小泉外交――「アメリカ追随」「ブッシュのイラク戦争への荷担」そして「靖国参拝・中国敵視」――は、日本の国際的地位に関して、いかなる変化をもたらしたか。
 独・仏がイラク戦争に反対し、イラク戦争を支持した英国・ブレアもまたその誤りを認めて退陣する中で、先進国の中で唯一日本だけは、イラク戦争荷担の誤りを認めていない。
 これは、とても大きな問題である。というのは、世界で一番「危険な国」は、イラクでも北朝鮮でもイランでもなく、中国でもロシアでもなく、アメリカであった、と判明したからである。
 危険な国とは、どんな国か。自らのイデオロギーを武力によって他国に押しつけようとする国である。スターリンのソ連もそのように見られた。西側諸国はNATO、日米安保等でソ連に対する「封じ込め」体制を構築した。毛沢東の中国も、「人民戦争の輸出」をねらっていると見られたときがあった。いまでは、ソ連は崩壊し、中国は資本主義化し、欧米や日本との通商拡大に、経済発展の道を求めている。

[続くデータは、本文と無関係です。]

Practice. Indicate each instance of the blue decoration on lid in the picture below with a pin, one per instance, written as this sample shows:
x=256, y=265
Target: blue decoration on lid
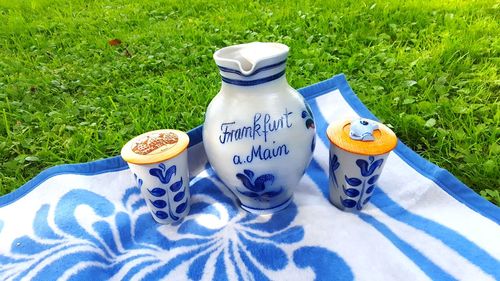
x=362, y=129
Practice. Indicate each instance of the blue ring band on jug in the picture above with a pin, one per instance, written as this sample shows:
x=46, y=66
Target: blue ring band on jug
x=253, y=82
x=267, y=67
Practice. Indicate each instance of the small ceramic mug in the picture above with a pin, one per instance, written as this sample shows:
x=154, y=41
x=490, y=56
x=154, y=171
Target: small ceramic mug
x=159, y=163
x=358, y=153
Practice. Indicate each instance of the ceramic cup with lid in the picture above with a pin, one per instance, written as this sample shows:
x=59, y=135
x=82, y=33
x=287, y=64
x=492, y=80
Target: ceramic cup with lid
x=358, y=153
x=159, y=163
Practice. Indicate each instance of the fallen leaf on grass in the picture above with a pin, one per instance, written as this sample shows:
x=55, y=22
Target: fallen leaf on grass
x=114, y=42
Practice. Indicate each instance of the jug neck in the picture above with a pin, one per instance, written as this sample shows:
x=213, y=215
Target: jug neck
x=238, y=87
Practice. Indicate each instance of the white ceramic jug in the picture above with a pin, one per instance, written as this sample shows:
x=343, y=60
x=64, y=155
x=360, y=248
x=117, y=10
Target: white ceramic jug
x=259, y=132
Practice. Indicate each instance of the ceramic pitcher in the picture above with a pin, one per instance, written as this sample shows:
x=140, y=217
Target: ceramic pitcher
x=259, y=132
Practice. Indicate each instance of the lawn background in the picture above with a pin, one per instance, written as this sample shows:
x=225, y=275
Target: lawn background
x=430, y=69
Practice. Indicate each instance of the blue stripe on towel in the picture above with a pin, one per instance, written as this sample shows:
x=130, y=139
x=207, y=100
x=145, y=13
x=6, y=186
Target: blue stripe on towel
x=463, y=248
x=444, y=179
x=426, y=265
x=452, y=239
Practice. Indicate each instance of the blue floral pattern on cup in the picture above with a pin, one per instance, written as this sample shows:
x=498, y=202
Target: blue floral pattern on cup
x=356, y=191
x=160, y=196
x=123, y=241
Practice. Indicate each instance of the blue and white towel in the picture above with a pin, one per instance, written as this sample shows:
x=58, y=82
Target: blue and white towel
x=88, y=222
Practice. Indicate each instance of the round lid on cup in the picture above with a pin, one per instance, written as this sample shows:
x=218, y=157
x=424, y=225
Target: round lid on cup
x=155, y=146
x=362, y=136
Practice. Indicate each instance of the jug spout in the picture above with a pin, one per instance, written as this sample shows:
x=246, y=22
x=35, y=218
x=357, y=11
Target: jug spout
x=251, y=58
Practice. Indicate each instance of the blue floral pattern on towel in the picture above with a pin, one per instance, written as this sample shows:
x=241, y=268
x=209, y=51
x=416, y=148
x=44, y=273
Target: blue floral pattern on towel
x=122, y=241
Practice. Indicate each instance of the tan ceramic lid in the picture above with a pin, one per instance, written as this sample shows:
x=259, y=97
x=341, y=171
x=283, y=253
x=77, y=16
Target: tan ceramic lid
x=155, y=146
x=384, y=139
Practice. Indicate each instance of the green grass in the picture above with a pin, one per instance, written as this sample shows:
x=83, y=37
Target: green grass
x=430, y=69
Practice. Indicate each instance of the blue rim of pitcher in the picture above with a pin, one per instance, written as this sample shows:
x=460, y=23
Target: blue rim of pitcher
x=253, y=82
x=236, y=77
x=258, y=70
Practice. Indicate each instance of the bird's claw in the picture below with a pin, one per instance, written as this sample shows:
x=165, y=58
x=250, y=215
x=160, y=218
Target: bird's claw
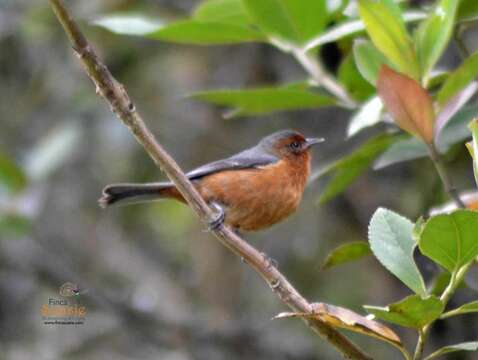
x=218, y=219
x=270, y=261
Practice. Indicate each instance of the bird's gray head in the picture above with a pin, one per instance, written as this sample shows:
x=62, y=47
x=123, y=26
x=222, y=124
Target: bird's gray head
x=286, y=143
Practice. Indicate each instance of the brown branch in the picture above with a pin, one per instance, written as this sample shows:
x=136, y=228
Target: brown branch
x=120, y=103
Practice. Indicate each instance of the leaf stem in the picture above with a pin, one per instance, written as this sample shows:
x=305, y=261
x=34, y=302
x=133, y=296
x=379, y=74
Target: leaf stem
x=319, y=75
x=457, y=36
x=444, y=176
x=455, y=280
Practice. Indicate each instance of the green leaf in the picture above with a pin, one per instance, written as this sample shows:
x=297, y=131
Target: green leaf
x=407, y=149
x=456, y=130
x=440, y=282
x=346, y=253
x=225, y=11
x=433, y=34
x=292, y=21
x=129, y=24
x=450, y=239
x=353, y=27
x=387, y=30
x=471, y=307
x=355, y=84
x=14, y=225
x=403, y=150
x=264, y=100
x=369, y=114
x=206, y=33
x=349, y=168
x=466, y=346
x=369, y=60
x=458, y=79
x=412, y=311
x=391, y=240
x=12, y=177
x=467, y=11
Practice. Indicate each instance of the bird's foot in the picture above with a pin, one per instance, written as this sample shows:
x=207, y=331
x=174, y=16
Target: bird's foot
x=218, y=219
x=270, y=261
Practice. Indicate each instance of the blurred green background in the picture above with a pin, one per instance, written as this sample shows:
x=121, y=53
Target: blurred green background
x=156, y=285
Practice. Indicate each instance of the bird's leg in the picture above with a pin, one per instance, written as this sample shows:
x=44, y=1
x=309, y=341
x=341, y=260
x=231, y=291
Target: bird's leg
x=219, y=217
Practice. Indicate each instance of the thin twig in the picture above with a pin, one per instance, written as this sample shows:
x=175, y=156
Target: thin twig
x=319, y=75
x=120, y=103
x=455, y=280
x=444, y=177
x=458, y=37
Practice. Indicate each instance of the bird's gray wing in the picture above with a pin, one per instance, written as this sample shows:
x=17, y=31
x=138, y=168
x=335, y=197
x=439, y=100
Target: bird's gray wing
x=247, y=159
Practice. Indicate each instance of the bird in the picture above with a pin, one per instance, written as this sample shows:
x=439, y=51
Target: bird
x=252, y=190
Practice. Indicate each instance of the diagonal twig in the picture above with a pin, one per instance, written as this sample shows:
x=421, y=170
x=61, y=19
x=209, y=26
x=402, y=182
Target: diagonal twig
x=120, y=103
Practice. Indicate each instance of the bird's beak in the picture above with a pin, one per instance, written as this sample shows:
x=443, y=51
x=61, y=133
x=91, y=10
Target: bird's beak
x=313, y=141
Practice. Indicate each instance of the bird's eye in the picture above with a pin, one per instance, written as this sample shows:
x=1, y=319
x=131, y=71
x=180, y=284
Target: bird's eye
x=295, y=145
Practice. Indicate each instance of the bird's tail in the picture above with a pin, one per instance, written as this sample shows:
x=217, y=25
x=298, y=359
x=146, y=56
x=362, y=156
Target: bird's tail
x=136, y=193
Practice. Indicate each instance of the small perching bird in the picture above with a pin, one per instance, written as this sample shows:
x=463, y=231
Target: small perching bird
x=254, y=189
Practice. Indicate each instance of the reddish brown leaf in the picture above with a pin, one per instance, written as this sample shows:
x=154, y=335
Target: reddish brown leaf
x=340, y=317
x=410, y=105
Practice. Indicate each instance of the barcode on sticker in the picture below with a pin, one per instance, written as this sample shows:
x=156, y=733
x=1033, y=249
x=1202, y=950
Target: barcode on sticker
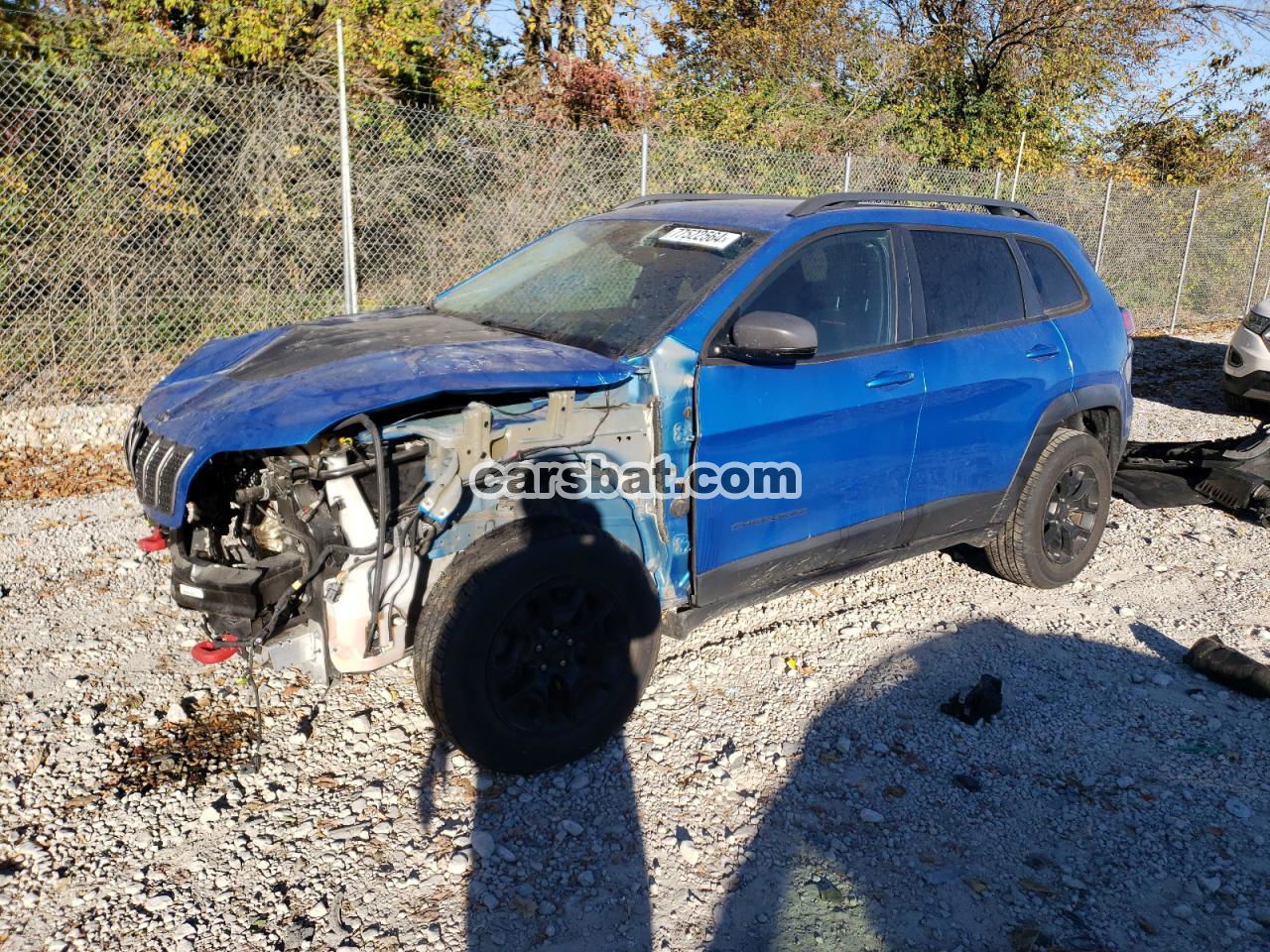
x=698, y=238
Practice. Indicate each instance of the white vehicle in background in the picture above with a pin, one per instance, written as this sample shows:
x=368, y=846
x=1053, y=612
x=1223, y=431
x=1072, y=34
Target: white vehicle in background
x=1246, y=379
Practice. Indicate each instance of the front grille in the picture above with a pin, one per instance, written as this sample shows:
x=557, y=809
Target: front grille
x=155, y=463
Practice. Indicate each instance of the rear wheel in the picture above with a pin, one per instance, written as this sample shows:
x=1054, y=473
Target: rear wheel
x=1060, y=517
x=536, y=645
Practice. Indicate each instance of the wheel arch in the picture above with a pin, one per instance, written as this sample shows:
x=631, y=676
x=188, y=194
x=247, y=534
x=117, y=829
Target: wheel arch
x=1095, y=409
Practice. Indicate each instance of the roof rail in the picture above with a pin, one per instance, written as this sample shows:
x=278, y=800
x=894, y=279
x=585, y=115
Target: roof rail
x=689, y=197
x=853, y=199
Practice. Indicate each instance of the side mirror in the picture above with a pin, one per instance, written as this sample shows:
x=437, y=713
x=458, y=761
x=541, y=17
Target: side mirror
x=770, y=336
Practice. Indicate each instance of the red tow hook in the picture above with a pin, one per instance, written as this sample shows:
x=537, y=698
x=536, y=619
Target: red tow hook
x=154, y=542
x=207, y=653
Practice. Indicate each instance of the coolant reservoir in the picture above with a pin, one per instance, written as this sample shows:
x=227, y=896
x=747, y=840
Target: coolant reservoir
x=347, y=597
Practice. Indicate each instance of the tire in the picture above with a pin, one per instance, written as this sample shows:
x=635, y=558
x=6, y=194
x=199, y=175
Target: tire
x=1039, y=546
x=536, y=644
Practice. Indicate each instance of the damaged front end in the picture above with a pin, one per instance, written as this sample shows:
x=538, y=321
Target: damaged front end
x=321, y=555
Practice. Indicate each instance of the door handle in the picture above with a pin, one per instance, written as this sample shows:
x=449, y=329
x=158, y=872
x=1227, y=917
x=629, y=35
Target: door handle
x=1042, y=352
x=892, y=379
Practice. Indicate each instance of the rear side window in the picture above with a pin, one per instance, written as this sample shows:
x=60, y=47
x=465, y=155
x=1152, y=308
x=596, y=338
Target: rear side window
x=1056, y=284
x=968, y=281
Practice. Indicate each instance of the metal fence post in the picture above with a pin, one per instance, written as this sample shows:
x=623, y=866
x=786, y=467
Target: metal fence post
x=1019, y=163
x=643, y=164
x=1256, y=262
x=345, y=181
x=1182, y=277
x=1102, y=230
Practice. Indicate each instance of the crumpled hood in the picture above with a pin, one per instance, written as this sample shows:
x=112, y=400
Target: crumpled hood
x=284, y=386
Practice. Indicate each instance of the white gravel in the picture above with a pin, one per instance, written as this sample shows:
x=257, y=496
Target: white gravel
x=67, y=428
x=1119, y=801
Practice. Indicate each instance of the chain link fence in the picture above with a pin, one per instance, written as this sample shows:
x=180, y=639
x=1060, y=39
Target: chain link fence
x=143, y=212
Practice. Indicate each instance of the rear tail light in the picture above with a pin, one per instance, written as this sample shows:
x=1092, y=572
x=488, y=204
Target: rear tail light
x=1129, y=327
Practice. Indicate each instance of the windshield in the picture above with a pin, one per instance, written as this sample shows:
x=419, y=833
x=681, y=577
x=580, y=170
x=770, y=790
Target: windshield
x=608, y=286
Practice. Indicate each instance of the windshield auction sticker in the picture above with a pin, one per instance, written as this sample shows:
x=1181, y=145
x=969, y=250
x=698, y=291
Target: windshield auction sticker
x=698, y=238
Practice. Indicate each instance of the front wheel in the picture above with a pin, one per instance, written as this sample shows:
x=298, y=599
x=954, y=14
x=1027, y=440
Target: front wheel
x=536, y=645
x=1060, y=517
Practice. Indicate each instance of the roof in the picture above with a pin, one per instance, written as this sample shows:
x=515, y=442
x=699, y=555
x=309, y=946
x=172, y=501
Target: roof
x=774, y=213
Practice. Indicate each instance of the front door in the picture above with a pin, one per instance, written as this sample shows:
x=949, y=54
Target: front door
x=847, y=417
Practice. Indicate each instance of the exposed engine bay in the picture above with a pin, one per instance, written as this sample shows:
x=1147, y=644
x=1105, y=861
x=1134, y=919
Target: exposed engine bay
x=321, y=555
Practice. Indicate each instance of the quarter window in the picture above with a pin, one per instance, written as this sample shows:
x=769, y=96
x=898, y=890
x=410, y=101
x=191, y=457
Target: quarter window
x=843, y=285
x=968, y=281
x=1056, y=284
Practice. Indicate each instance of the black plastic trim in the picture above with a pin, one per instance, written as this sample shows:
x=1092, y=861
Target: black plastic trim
x=855, y=199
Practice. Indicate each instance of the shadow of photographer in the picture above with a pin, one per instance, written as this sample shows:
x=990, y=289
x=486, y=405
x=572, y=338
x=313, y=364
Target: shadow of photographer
x=1084, y=812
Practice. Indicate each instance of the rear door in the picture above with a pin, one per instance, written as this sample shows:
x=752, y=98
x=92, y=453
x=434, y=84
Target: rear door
x=992, y=365
x=847, y=417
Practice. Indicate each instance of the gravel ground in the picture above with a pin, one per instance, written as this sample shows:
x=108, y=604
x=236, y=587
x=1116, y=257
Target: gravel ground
x=1119, y=801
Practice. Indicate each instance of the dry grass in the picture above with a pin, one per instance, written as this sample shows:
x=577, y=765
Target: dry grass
x=41, y=474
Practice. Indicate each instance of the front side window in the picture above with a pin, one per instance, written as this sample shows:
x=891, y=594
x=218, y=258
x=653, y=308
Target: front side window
x=843, y=285
x=1056, y=284
x=608, y=286
x=968, y=281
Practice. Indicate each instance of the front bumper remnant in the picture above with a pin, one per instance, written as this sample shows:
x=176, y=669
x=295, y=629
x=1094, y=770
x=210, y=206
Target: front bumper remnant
x=1234, y=474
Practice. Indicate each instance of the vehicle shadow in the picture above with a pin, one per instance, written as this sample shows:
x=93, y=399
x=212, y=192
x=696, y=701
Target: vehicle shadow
x=1180, y=372
x=554, y=860
x=1062, y=824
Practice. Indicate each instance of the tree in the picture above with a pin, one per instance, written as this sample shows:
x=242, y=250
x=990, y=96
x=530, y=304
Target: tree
x=776, y=72
x=414, y=51
x=567, y=64
x=952, y=81
x=1209, y=127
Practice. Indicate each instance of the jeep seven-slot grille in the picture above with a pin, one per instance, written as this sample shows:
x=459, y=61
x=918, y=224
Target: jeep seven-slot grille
x=155, y=463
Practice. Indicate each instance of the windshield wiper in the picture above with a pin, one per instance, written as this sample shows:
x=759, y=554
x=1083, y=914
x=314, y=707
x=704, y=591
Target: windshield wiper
x=536, y=334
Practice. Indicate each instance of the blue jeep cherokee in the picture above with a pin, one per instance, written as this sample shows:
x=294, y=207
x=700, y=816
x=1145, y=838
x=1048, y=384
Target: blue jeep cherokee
x=938, y=377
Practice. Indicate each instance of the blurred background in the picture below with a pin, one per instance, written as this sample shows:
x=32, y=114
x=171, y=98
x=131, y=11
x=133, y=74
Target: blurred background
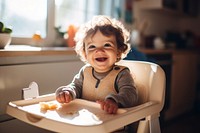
x=162, y=31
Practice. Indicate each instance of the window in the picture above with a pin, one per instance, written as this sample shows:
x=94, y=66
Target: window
x=30, y=16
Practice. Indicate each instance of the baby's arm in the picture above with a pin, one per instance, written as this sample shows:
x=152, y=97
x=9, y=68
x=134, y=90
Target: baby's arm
x=127, y=95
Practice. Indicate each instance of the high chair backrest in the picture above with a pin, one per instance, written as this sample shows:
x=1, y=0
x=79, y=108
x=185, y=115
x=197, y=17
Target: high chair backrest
x=149, y=79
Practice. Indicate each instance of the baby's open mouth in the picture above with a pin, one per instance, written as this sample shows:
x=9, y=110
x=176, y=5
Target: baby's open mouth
x=101, y=59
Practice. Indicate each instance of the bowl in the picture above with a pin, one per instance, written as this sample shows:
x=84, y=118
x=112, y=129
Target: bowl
x=5, y=40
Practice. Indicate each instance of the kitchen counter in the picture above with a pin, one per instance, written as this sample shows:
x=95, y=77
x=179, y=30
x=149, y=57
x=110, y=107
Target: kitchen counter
x=25, y=50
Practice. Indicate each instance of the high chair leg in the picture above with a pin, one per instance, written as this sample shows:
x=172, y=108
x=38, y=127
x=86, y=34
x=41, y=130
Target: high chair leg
x=143, y=126
x=154, y=124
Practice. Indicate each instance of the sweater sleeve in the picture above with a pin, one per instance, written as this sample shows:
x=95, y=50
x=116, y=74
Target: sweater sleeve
x=127, y=95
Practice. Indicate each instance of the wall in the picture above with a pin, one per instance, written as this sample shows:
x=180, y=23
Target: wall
x=160, y=20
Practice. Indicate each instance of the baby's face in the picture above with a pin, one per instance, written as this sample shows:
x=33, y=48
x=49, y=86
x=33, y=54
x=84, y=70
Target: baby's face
x=101, y=52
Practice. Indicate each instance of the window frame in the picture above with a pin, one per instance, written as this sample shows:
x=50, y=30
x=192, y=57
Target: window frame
x=51, y=32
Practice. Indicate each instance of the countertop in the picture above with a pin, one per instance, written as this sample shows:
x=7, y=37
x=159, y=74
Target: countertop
x=25, y=50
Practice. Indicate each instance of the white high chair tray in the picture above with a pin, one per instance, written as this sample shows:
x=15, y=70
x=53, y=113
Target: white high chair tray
x=76, y=116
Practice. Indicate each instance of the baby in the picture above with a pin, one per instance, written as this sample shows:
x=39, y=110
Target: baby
x=101, y=43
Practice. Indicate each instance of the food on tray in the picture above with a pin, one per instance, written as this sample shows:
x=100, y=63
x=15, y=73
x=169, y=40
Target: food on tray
x=48, y=105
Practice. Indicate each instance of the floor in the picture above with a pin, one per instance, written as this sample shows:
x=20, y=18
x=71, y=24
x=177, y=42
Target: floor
x=187, y=123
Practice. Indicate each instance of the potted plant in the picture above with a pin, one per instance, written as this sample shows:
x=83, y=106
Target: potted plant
x=5, y=35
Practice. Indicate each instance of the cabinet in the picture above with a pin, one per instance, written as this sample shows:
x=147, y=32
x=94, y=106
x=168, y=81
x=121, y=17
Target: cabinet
x=183, y=84
x=178, y=7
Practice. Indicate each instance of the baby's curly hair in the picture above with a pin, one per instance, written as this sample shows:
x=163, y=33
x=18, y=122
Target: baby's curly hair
x=107, y=27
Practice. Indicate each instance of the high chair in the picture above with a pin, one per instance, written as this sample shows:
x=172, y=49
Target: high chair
x=88, y=117
x=150, y=82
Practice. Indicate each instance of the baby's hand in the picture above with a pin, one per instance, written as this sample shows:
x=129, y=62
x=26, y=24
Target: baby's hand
x=64, y=97
x=109, y=105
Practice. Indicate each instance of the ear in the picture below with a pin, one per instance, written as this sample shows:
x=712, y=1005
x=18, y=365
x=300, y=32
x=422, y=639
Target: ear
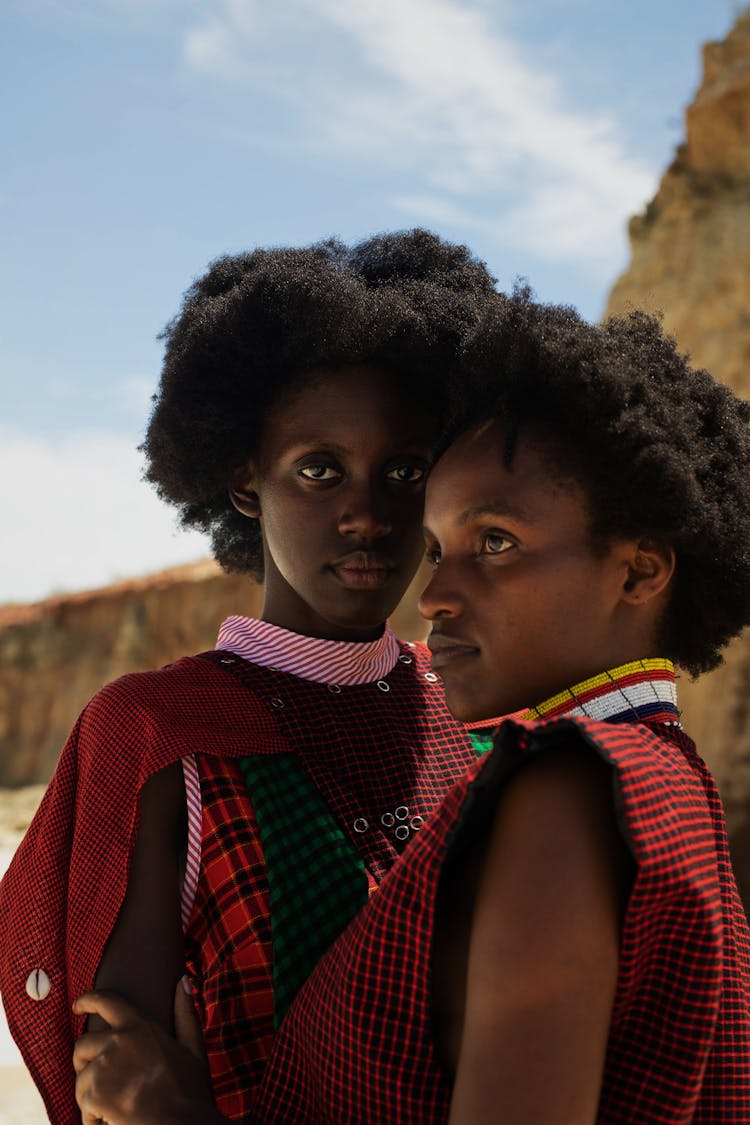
x=650, y=570
x=243, y=493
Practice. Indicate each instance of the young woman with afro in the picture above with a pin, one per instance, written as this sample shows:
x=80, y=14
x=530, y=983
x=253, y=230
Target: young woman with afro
x=228, y=815
x=563, y=942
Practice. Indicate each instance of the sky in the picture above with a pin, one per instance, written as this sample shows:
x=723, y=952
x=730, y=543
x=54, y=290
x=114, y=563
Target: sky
x=142, y=138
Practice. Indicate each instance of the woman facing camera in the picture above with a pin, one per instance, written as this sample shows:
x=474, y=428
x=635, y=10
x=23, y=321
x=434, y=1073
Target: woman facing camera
x=565, y=942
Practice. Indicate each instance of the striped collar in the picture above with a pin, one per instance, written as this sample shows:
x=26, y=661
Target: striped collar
x=642, y=691
x=324, y=662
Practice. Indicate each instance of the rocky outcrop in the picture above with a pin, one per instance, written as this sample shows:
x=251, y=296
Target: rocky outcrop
x=54, y=655
x=690, y=259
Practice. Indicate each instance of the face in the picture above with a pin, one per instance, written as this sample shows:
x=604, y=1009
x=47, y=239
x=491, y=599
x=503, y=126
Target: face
x=339, y=488
x=522, y=605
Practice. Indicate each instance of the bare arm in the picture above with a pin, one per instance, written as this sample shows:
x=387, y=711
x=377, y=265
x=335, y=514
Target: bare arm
x=133, y=1072
x=144, y=957
x=543, y=955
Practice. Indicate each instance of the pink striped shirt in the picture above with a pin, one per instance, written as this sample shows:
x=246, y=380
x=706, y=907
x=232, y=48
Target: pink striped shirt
x=324, y=662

 アメリカのブッシュ政権だけが、気に入らない体制に対しては武力発動も辞さない、という姿勢をとり続けている。アメリカは、しかもそれを実行するだけの軍事力を持っている。
 そのアメリカの軍事的脅威に対して、中国とソ連は「上海機構」で、対抗する体制を作っている。中国は、海軍の増強に努め、宇宙空間でのミサイル競争でも、アメリカに対抗する力を付けつつある。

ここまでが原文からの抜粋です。